The three judges released their ruling on Wednesday, which said there was ‘abundant documentation’ that showed negotiations between Axis and the cable factor’s former owners, proving that services were provided.

Judges noted that while the money paid to Axis was ‘disproportionate’ and the operation was ‘strange’ it did not indicate any criminal wrongdoing.

“The prosecution accusation was based specifically on the non-existence of services.

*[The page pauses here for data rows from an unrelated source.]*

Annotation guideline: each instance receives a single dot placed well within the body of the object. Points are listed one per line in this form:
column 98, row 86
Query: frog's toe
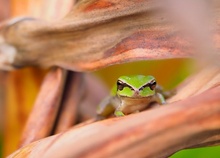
column 119, row 113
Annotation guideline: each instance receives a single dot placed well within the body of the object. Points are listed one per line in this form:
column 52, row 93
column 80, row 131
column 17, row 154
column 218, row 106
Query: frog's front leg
column 159, row 98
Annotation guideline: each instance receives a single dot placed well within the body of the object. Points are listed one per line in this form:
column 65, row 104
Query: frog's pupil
column 153, row 85
column 121, row 85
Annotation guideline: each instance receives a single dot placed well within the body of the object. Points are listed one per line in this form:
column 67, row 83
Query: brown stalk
column 71, row 99
column 45, row 108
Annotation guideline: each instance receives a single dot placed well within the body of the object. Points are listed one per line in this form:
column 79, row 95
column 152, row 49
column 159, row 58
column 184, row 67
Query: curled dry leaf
column 138, row 134
column 93, row 35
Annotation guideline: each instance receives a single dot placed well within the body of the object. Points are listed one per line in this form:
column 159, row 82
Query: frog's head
column 136, row 86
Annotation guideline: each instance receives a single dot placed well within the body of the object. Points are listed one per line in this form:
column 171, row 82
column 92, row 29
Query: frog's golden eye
column 153, row 85
column 120, row 85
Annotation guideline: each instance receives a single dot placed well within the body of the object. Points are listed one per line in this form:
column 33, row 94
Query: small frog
column 131, row 94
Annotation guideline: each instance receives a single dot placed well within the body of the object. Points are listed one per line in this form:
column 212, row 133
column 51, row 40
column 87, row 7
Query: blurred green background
column 168, row 73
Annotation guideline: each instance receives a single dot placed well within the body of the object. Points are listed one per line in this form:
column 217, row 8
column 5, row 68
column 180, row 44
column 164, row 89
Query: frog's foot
column 99, row 117
column 119, row 113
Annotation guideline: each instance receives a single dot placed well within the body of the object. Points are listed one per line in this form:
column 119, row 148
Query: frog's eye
column 120, row 85
column 152, row 85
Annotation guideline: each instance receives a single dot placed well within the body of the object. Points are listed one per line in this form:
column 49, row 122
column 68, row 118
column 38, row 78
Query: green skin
column 131, row 94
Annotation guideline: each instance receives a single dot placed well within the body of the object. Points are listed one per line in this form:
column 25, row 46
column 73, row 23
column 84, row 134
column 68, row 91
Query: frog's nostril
column 136, row 92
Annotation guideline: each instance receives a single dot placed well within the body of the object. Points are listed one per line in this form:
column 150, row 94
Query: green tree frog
column 131, row 94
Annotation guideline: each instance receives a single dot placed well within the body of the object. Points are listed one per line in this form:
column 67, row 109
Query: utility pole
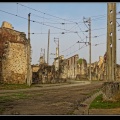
column 90, row 45
column 110, row 86
column 57, row 50
column 48, row 47
column 111, row 42
column 44, row 55
column 89, row 29
column 28, row 53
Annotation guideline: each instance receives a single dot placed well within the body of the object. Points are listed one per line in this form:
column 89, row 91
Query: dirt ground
column 56, row 100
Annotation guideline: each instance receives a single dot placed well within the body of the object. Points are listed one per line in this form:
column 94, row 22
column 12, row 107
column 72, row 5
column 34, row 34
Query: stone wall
column 14, row 56
column 15, row 65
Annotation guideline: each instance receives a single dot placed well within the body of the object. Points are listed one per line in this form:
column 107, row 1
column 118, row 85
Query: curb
column 83, row 108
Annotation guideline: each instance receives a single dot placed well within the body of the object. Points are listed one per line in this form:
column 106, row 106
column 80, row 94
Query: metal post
column 28, row 53
column 90, row 47
column 111, row 42
column 48, row 47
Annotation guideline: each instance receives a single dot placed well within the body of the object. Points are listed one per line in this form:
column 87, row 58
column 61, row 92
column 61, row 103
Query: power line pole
column 111, row 42
column 57, row 53
column 90, row 45
column 28, row 53
column 89, row 29
column 44, row 55
column 48, row 47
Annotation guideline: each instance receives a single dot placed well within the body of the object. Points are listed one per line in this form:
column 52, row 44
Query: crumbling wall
column 15, row 65
column 14, row 56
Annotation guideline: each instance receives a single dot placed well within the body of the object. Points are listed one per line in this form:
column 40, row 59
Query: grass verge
column 13, row 86
column 98, row 103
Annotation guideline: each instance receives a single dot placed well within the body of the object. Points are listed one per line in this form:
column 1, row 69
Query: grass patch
column 13, row 86
column 14, row 96
column 98, row 103
column 2, row 110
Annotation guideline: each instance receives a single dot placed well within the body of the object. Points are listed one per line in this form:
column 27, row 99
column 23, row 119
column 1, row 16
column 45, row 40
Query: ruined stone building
column 82, row 69
column 13, row 55
column 35, row 75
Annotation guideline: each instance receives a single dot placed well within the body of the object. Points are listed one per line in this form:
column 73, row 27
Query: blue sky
column 50, row 16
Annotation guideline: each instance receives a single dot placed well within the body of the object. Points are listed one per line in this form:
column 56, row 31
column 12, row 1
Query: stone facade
column 82, row 69
column 13, row 56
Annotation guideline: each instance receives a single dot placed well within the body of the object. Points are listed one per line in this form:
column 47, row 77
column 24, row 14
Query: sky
column 61, row 17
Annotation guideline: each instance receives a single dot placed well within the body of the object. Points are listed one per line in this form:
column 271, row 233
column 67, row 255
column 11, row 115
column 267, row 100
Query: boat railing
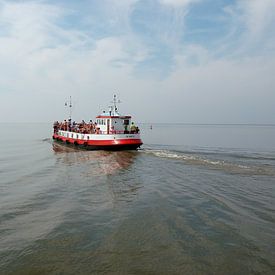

The possibility of the criminal consideration of an excessive or disproportionate payment hasn't been touched on,” the judges’ report read.

The judges also said that while tax relief claimed from the Spanish Treasury could be considered very high but was ‘acceptable’.

It had not been proven that the money paid to Axis ended up in an offshore bank account, as prosecutors had alleged, the judges also ruled in the 26-page document.

It comes after it emerged in January that Mr Barrowman and his wife Michelle Mone had £75m in assets frozen by prosecutors amid an ongoing probe into allegations of fraud.

The pair’s assets were frozen or restrained by a court order as they face an investigation by the National Crime Agency (NCA) into alleged PPE fraud.

The allegations surround PPE Medpro - a company that the couple is close to - which was awarded more than £200m to supply the government with protective medical equipment amid the Covid-19 pandemic.

Medpro is accused of delivering faulty PPE to the government during the pandemic after it was awarded an £81 million contract in June and later a £121 million contract for surgical gowns.

Mone and Barrowman have both denied the allegations against them and say the gowns were supplied in accordance with the contract.